Germany's parliament overwhelmingly approved the European Union's new governing treaty after Chancellor Angela Merkel told lawmakers the accord increases the influence of Europe's biggest economy in the bloc, Bloomberg reported.
The treaty was backed by 515 members of the lower house of parliament, or Bundestag, in Berlin today, with 58 deputies voting against it and one abstaining, parliament said in a statement. Final approval in the upper house on May 23 is viewed as certain, it said.
The Danish parliament also votes on ratification today. Portugal backed the treaty by parliamentary vote yesterday, the 10th of the EU's 27 member countries to approve the accord.
The treaty, signed by EU leaders in Lisbon in December, replaces a constitution which was rejected by French and Dutch voters in referendums in 2005. "No" campaigners said at the time that implementing the constitution was tantamount to handing over national sovereignty to the EU.

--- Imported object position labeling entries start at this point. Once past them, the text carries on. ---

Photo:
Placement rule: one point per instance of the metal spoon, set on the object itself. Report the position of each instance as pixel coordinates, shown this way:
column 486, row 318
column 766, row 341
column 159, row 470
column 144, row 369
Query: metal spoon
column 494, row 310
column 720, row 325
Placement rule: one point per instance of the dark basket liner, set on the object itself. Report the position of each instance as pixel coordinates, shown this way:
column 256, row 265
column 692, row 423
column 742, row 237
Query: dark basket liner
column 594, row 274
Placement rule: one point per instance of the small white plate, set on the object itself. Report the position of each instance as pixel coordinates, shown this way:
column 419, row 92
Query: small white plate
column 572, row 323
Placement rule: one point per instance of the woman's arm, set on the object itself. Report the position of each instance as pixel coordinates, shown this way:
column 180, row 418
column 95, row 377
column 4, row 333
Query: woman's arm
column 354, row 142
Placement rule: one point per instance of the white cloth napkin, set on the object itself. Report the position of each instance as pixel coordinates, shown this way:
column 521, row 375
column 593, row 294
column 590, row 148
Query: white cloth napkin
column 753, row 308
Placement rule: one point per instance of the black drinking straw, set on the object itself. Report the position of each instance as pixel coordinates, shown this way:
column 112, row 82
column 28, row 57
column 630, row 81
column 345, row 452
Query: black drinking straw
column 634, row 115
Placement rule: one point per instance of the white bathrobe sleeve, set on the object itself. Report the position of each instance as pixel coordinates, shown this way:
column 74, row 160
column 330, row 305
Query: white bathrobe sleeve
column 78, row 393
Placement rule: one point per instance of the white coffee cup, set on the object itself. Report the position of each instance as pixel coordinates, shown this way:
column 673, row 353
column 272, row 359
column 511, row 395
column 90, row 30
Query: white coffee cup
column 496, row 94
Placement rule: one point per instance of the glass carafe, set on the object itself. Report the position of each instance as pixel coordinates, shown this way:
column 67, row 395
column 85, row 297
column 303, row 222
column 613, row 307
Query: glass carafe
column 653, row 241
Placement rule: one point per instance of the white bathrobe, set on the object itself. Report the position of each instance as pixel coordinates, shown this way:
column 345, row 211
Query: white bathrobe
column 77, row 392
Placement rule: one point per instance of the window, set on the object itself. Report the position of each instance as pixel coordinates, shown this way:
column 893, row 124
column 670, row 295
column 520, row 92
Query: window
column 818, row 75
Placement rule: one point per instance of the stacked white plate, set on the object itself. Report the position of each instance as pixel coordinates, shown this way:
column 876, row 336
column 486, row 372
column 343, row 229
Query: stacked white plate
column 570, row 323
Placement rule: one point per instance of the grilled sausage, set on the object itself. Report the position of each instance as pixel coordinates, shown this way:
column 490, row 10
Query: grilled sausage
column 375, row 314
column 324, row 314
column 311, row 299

U.K. Prime Minister Gordon Brown last month saw off opposition demands to hold a national referendum on the accord. The treaty would almost certainly be defeated if put to U.K. voters, with polls showing opponents outnumbering supporters two-to-one.
Ireland will hold a popular ballot on the treaty on June 12, the only EU country to do so. "I hope it's a resounding "Yes," Prime Minister Bertie Ahern said April 14.
Merkel said she hoped the treaty would become law on Jan. 1, 2009, a year in which Germany will mark the 20th anniversary of the fall of the Berlin Wall.